Hard Love (Trophy Boyfriends 3)
I could have broken my neck!
Sunny Bellefonte won’t stop calling, relentlessly in pursuit of an exclusive interview—one I refused to give her the night of the wedding. She even went as far as sending her questions to my publicist—wanting to interview Chandler, us both, together—and after some brief snooping, it wasn’t difficult to obtain her information.
I mean, Chandler is the granddaughter of the Steam’s owner. You’d have to be living under a rock if you’re in sports and don’t recognize a member of the Westbrooke family when you lay eyes on one.
Same brown hair. Same smile. Same observant eyes.
“For the last time, I am not doing an interview,” I tell the team’s publicist for the second time today.
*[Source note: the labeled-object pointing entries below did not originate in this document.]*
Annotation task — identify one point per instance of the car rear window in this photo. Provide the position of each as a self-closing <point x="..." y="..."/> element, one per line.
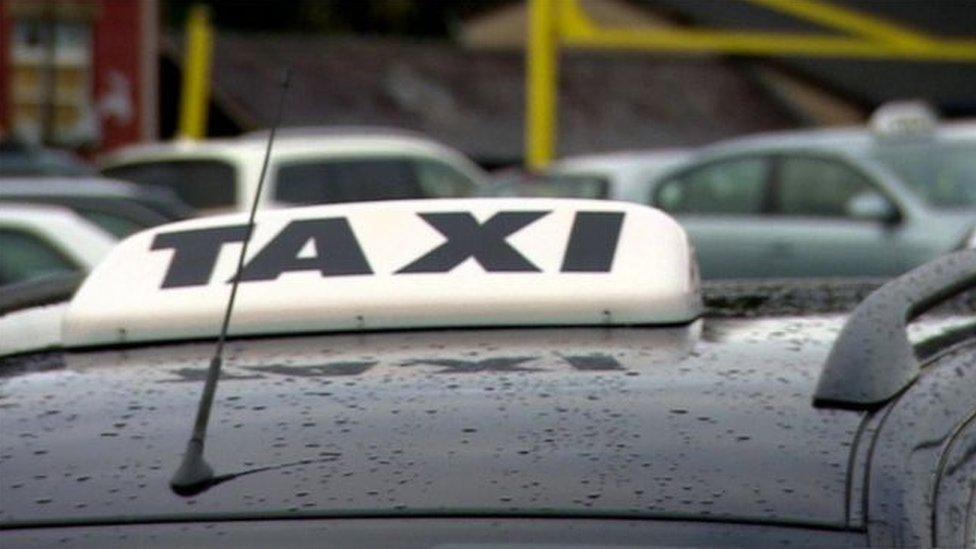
<point x="199" y="183"/>
<point x="347" y="180"/>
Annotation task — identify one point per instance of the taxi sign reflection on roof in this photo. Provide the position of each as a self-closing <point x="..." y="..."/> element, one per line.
<point x="394" y="265"/>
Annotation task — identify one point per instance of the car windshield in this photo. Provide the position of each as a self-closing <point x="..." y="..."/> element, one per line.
<point x="943" y="174"/>
<point x="200" y="183"/>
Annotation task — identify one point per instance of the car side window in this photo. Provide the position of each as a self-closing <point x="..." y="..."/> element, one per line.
<point x="199" y="183"/>
<point x="821" y="187"/>
<point x="346" y="180"/>
<point x="27" y="256"/>
<point x="442" y="181"/>
<point x="733" y="187"/>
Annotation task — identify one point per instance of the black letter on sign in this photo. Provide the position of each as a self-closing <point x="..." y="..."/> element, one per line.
<point x="195" y="253"/>
<point x="468" y="238"/>
<point x="592" y="242"/>
<point x="336" y="251"/>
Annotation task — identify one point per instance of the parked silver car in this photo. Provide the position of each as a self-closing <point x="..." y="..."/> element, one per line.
<point x="868" y="201"/>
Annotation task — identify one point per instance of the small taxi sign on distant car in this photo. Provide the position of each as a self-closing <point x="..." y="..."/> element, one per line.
<point x="383" y="265"/>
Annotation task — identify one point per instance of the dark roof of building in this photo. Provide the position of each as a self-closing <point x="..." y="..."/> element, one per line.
<point x="474" y="99"/>
<point x="948" y="85"/>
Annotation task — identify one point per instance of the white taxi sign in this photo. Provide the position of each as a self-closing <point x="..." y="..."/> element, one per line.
<point x="393" y="265"/>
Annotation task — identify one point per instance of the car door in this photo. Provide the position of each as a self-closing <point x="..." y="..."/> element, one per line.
<point x="722" y="205"/>
<point x="829" y="219"/>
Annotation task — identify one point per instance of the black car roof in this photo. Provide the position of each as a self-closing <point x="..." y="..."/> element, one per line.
<point x="646" y="422"/>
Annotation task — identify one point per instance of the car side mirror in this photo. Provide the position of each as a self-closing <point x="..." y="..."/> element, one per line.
<point x="872" y="207"/>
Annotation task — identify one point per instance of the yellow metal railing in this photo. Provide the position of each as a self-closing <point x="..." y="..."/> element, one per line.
<point x="563" y="23"/>
<point x="195" y="95"/>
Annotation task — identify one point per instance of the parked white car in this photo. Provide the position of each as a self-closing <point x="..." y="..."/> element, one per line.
<point x="626" y="175"/>
<point x="37" y="241"/>
<point x="308" y="166"/>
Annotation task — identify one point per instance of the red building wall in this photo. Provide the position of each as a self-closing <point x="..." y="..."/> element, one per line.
<point x="123" y="64"/>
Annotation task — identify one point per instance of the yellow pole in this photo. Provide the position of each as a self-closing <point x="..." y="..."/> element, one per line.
<point x="196" y="74"/>
<point x="540" y="93"/>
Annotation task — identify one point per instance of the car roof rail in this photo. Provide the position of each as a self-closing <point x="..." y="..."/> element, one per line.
<point x="873" y="359"/>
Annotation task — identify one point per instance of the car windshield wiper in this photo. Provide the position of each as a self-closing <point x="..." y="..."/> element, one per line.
<point x="873" y="359"/>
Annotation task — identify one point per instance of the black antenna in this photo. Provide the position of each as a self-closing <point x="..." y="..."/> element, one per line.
<point x="194" y="474"/>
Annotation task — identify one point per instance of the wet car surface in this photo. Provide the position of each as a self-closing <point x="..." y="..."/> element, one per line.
<point x="569" y="421"/>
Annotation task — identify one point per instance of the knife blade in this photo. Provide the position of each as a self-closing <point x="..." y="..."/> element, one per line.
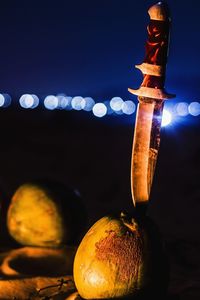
<point x="151" y="95"/>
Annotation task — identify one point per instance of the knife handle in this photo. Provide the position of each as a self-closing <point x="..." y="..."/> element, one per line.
<point x="153" y="67"/>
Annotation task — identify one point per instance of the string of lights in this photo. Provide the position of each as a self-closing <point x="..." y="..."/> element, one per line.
<point x="115" y="106"/>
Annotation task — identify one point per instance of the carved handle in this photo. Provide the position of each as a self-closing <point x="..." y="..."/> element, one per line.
<point x="156" y="51"/>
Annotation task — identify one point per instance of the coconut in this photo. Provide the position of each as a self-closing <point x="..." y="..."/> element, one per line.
<point x="45" y="214"/>
<point x="119" y="257"/>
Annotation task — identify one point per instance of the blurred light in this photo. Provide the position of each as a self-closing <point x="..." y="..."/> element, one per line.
<point x="5" y="100"/>
<point x="99" y="110"/>
<point x="51" y="102"/>
<point x="116" y="103"/>
<point x="78" y="103"/>
<point x="89" y="103"/>
<point x="29" y="101"/>
<point x="64" y="102"/>
<point x="194" y="108"/>
<point x="128" y="107"/>
<point x="166" y="118"/>
<point x="109" y="109"/>
<point x="182" y="109"/>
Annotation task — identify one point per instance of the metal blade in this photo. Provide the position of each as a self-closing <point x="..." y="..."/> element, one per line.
<point x="145" y="147"/>
<point x="151" y="95"/>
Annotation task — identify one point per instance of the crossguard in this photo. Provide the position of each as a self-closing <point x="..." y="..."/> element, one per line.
<point x="156" y="51"/>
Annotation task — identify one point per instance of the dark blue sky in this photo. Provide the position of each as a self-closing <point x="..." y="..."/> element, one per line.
<point x="89" y="48"/>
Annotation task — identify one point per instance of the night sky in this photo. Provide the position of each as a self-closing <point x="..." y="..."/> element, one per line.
<point x="89" y="48"/>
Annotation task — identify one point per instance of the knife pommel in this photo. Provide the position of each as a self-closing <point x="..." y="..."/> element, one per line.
<point x="156" y="52"/>
<point x="151" y="95"/>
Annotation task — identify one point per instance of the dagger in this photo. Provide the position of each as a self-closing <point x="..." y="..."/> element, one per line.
<point x="151" y="96"/>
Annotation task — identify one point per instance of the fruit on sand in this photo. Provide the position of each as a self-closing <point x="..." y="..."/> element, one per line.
<point x="43" y="214"/>
<point x="115" y="259"/>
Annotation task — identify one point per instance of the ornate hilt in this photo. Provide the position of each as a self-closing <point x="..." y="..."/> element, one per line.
<point x="156" y="52"/>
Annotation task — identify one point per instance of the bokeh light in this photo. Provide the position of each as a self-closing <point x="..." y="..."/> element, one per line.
<point x="89" y="103"/>
<point x="51" y="102"/>
<point x="194" y="108"/>
<point x="166" y="118"/>
<point x="29" y="101"/>
<point x="64" y="102"/>
<point x="182" y="109"/>
<point x="128" y="107"/>
<point x="116" y="103"/>
<point x="78" y="103"/>
<point x="99" y="110"/>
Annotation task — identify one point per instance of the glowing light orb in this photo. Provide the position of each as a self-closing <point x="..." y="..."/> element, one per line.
<point x="78" y="103"/>
<point x="116" y="103"/>
<point x="64" y="102"/>
<point x="166" y="118"/>
<point x="51" y="102"/>
<point x="182" y="109"/>
<point x="29" y="101"/>
<point x="128" y="107"/>
<point x="89" y="103"/>
<point x="194" y="108"/>
<point x="99" y="110"/>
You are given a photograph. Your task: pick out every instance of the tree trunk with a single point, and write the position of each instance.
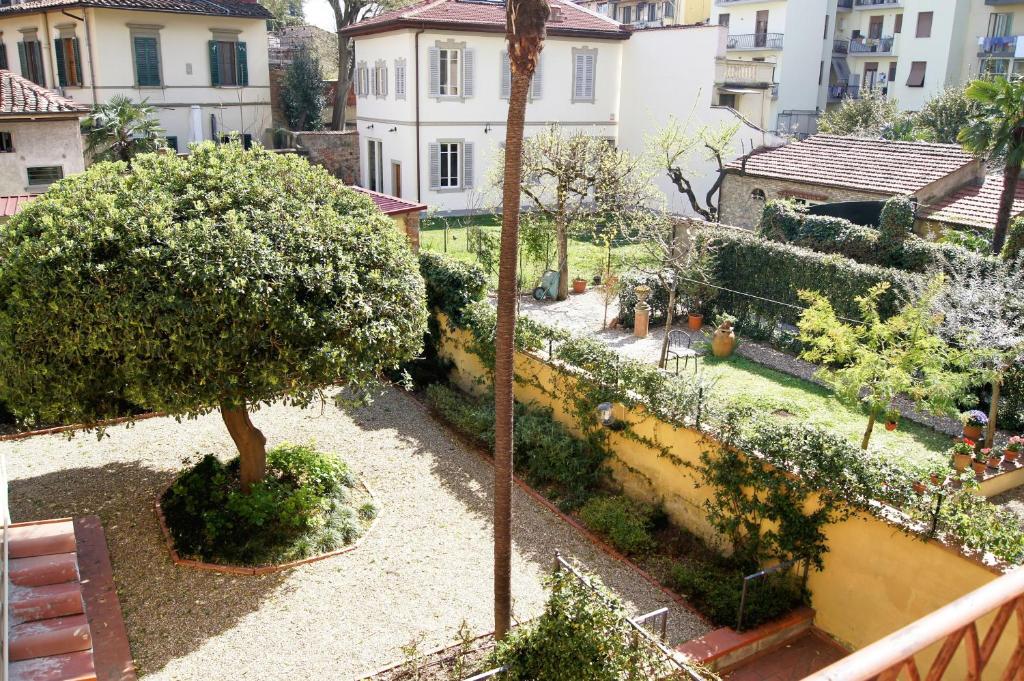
(524, 32)
(993, 411)
(251, 444)
(563, 260)
(867, 431)
(344, 82)
(1010, 176)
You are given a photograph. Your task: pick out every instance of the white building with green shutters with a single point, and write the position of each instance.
(203, 65)
(432, 86)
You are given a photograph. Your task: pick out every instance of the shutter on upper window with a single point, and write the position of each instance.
(506, 76)
(468, 59)
(467, 165)
(434, 88)
(435, 165)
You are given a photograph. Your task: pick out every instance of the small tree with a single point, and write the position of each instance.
(119, 129)
(871, 115)
(675, 146)
(996, 130)
(877, 360)
(225, 280)
(302, 92)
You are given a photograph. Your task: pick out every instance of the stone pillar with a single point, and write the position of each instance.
(642, 323)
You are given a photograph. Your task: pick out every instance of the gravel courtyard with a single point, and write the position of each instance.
(425, 566)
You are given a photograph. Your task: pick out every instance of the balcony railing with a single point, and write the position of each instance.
(955, 627)
(756, 41)
(871, 46)
(998, 46)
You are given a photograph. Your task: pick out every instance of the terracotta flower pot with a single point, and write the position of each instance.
(961, 462)
(723, 342)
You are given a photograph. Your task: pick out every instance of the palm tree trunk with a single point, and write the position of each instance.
(1011, 175)
(524, 31)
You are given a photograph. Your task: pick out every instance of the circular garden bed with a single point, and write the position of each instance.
(308, 506)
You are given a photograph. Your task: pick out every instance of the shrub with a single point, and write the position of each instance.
(299, 509)
(625, 522)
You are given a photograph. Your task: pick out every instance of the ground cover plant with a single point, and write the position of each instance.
(308, 504)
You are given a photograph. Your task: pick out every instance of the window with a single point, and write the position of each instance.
(30, 52)
(916, 77)
(145, 55)
(925, 25)
(399, 79)
(375, 165)
(69, 57)
(44, 175)
(584, 67)
(228, 64)
(451, 165)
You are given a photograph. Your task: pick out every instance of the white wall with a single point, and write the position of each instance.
(41, 142)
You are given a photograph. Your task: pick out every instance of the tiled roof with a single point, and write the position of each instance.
(975, 205)
(10, 205)
(488, 15)
(871, 165)
(218, 8)
(18, 95)
(390, 205)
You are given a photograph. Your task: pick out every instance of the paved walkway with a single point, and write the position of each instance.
(424, 567)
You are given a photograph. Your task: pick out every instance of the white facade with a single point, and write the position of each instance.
(103, 44)
(628, 98)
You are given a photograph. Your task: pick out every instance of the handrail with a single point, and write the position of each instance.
(953, 624)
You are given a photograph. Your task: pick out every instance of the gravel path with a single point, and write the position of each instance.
(583, 313)
(424, 566)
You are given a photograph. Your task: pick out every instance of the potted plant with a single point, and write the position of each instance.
(963, 452)
(724, 340)
(974, 422)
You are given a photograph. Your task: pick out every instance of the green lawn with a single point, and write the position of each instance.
(586, 258)
(742, 380)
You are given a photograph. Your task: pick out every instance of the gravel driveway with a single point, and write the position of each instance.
(425, 565)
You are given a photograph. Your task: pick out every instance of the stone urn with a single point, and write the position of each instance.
(723, 342)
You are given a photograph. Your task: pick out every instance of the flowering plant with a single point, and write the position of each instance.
(976, 418)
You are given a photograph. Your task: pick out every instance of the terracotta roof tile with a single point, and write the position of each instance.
(975, 205)
(19, 95)
(218, 8)
(871, 165)
(488, 15)
(390, 205)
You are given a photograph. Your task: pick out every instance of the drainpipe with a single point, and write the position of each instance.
(88, 50)
(419, 180)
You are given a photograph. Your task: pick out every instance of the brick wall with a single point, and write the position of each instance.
(739, 209)
(338, 152)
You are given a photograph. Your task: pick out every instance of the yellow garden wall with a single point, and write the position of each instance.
(876, 580)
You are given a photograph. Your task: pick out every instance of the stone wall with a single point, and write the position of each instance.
(338, 152)
(740, 209)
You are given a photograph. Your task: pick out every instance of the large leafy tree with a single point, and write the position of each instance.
(524, 32)
(120, 128)
(996, 130)
(225, 281)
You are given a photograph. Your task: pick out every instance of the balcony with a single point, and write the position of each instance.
(872, 46)
(998, 46)
(754, 41)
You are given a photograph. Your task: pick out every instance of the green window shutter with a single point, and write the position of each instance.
(214, 64)
(61, 65)
(241, 55)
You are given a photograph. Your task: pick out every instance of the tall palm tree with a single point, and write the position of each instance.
(119, 129)
(524, 29)
(998, 131)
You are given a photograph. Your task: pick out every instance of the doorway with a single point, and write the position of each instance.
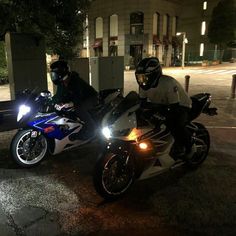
(136, 54)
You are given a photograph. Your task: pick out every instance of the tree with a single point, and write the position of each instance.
(60, 21)
(222, 26)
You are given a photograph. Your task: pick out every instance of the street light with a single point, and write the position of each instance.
(183, 47)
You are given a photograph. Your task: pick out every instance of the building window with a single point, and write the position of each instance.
(201, 49)
(166, 24)
(99, 27)
(203, 28)
(98, 44)
(113, 35)
(136, 23)
(156, 25)
(174, 25)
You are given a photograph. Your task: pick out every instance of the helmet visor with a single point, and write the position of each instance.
(142, 79)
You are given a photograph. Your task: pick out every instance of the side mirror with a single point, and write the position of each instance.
(46, 94)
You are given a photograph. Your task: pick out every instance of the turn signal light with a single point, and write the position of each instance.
(143, 146)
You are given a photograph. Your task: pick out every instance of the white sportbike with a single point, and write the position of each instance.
(137, 148)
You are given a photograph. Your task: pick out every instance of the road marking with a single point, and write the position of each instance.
(202, 71)
(221, 127)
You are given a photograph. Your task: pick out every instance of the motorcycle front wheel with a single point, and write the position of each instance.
(113, 175)
(27, 151)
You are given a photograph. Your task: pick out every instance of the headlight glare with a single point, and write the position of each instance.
(106, 132)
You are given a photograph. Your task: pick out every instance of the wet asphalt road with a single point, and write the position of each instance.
(58, 198)
(61, 200)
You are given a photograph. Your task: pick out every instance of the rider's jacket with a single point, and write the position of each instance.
(168, 91)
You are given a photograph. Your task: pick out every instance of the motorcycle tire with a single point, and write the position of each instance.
(20, 152)
(202, 138)
(113, 176)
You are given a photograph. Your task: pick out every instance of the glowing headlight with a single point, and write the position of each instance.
(106, 132)
(23, 110)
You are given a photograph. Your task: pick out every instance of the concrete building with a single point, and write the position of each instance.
(136, 29)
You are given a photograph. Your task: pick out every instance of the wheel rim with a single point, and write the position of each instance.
(201, 149)
(117, 175)
(33, 156)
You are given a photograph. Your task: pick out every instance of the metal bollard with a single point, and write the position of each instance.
(233, 86)
(187, 78)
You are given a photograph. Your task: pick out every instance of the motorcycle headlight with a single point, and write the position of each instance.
(106, 132)
(23, 110)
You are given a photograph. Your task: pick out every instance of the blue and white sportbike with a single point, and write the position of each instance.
(43, 129)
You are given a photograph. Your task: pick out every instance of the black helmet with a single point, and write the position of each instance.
(59, 69)
(148, 72)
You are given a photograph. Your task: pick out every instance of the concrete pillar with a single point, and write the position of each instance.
(26, 61)
(81, 66)
(107, 72)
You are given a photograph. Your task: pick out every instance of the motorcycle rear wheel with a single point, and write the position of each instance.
(21, 152)
(202, 142)
(113, 176)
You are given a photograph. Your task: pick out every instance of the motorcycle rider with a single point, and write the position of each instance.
(73, 91)
(165, 94)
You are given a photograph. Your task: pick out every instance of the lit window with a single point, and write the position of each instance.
(173, 26)
(99, 27)
(203, 29)
(201, 49)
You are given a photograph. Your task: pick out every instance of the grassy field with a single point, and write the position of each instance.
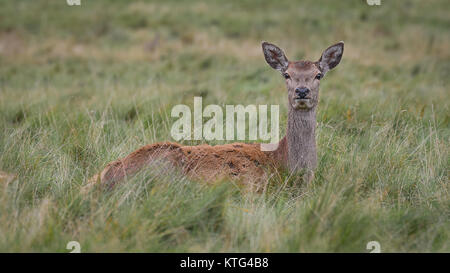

He has been tailing me since I arrived at the stadium for practice, waiting near the locker room showers for me to emerge.
“That’s your decision, but you kind of look like a…” He pauses, hesitant. “Schmuck.”
A what? “How did I become the asshole in this narrative?” I throw a towel over the back of my neck, fresh from the shower, with Travis already riding my ass, trying to earn his overinflated wage.
I’ve been at work seven hours; can he not cut me some slack? I’m naked for fuck’s sake.
Jesus.
“Look Mr. Wallace, with all due respect, you haven’t had any press in a while—months. It might be good for your image, especially with, um…salary renegotiations coming up.”
Is he threatening me? It’s hard to tell with the sweat rolling down his nervous brow.
“How is getting bested by a girl good for my image, Travis? Help me see it. Paint me a picture, would you?” I scoff.
“Well.” He pushes his black-rimmed glasses farther up the bridge of his nose. “You’ve hardly been warm and fuzzy to reporters—Tom Brady did a whole segment for E! from his house in California.”
Fucking Tom Brady with his organic garden and his giant mansion and charity work and being married to a supermodel.
Big deal.
Like it’s hard?
“Honestly, Travis, I don’t give a shit what anyone else is doing or not doing, and I certainly don’t feel like giving an interview to Sunny Bellefonte is going to make a bit of difference in my contract negotiation.”
I’ve given Sunny enough already—she was in the room when the whole thing happened, saw it firsthand. If she didn’t get photos or video or a few sound bites when she had me, that’s her fucking problem.
“She might have been in the room,” Travis says, “but she didn’t scoop it. It was viral before she knew what was going on.”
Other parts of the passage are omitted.